Панков оглянется на соседок по палате, те шмыгнут в коридор, а он опустится на колени и шепотом спросит:
– Ксаночка, честно. Что ты чувствовала? Тебя не могли отравить? Ты очень бледная.
– Я сама открыла коньяк. Зачем меня травить, если я его шкуру спасаю, тем более, что деньги я всегда беру вперед и не у них в кабинетах.
– А если подстава? И тебя так убрать решили?
– И столько хищений на одной базе за три года ради меня организовали? Не дуй на воду, Илья, – слабо улыбнулась Ксеня.
– Я проверю.
– Не лезь туда. Там и без тебя не сегодня-завтра проверяющие наедут. Тем более я отомстила – испортила ему рабочее кресло.
– Я ему все испорчу – и морду, и работу, и жизнь! – воскликнул Панков.
– Успокойся. Я просто устала. Доктор прав. Возраст, перегрузки, чифирь…
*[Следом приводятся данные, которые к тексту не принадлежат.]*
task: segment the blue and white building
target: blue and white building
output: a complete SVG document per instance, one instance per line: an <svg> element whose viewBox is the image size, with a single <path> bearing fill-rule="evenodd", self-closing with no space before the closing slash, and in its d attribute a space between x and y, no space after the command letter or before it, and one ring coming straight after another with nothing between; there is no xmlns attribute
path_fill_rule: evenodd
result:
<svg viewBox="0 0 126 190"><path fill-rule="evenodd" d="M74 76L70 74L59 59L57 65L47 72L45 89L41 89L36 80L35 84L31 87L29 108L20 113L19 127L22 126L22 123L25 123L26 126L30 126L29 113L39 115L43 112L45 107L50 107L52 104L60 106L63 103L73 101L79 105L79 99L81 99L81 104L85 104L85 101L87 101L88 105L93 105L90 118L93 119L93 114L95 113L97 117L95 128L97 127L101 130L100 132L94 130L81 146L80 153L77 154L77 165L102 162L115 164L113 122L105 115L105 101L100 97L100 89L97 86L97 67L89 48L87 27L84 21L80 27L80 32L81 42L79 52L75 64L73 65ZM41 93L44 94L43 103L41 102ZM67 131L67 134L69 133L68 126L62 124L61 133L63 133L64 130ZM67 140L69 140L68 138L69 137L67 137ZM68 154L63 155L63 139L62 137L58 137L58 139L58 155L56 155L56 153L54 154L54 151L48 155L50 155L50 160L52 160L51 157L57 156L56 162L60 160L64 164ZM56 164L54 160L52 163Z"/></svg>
– Коньяк, – огорченно продолжил Панков.
– Коньяк не трожь. Вон покойная наша полуродственница, Женькина свекровь, мадам Гордеева, которая всю Молдаванку лечила, считала, что коньяк – лучшее средство для сосудов. Сосудозвужуюче-сосудозширюече. Хотя сама спирт предпочитала.
– Все, – Панков целовал ее руки, – все, хватит. Покой. Санаторий, самый лучший, крымский. Питание, сон, прогулки… Ну и коньяк…
– Только с тобой.
– Та ладно, – расцвел Панков. – Не узнаю тебя. Что значит «с тобой»? А в лавке кто останется? Вон сезон на носу…
* * *
Людка стояла, опустив руки, и смотрела на рухнувшего отчима. Нила своим знаменитым сопрано визжала так, что из дальней спальни выскочила даже ее мать Евгения Ивановна Косько в байковой ночной сорочке. Женя включила люстру.
Нила заморгала от яркого света и наконец перестала вопить. Возле ног лицом вниз лежал Пава. И не шевелился.
– Сдох? – невозмутимо спросила Женя.
– Надеюсь, – не отрывая взгляда от тела, задумчиво ответила Людка.
Нилка размазывала по лицу сопли вперемешку с кровью от разбитого носа:
– Дочечка, ты чего, ты как? Как же это? Пава, Павочка, ты меня слышишь? – Она трясущейся рукой потрогала мужа за плечо. Тот не двигался.
– Убила, – обреченно прошептала Нила и уже беззвучно заплакала: – Что же будет? Что с нами будет?
– Тишина и покой, – отозвалась Людка и наклонилась: – Я ж его не рубанула, а так, обухом.
– Доченька, тебя же посадят!
– Зато вы будете жить спокойно. А меня надолго не посадят. Я несовершеннолетняя.
Женя, которая давно абстрагировалась от всех семейных проблем и бед своей никчемной дочери, ее павлина-алкаша и нагулянной внучки, с интересом смотрела на Люду. А девчонка-то наша. Ничего, что в эту рыбью немецкую Петькину породу. Вон топором этого идиота уделала, не побоялась. И стоит в любимой ее позе – рука в бедро, нос задран.
Но умиление и родственные чувства у Жени долго не длились.
Она брезгливо поморщилась:
– Людка, пульс у него потрогай.
– Я не буду его трогать, – отрезала Люда.
Нила бросилась щупать шею Паве:
– Вроде есть пульс… или нет… Я не понимаю. Мама, посмотри!
– И не подумаю.
Вдруг Пава негромко застонал.
– Живой! – обрадовалась Нила и, став на колени, попыталась перевернуть мужа.
– Жалко, – бросила Людка.
Она присядет и посмотрит в мутные полуприкрытые глаза отчима. Потом аккуратно постучит рукояткой топора ему в лоб:
– Эй, тук-тук! Слышишь меня? Еще раз маму тронешь, и я тебя не пожалею. Ночью спящего убью. Понял? И не топором, а просто шило в ухо воткну.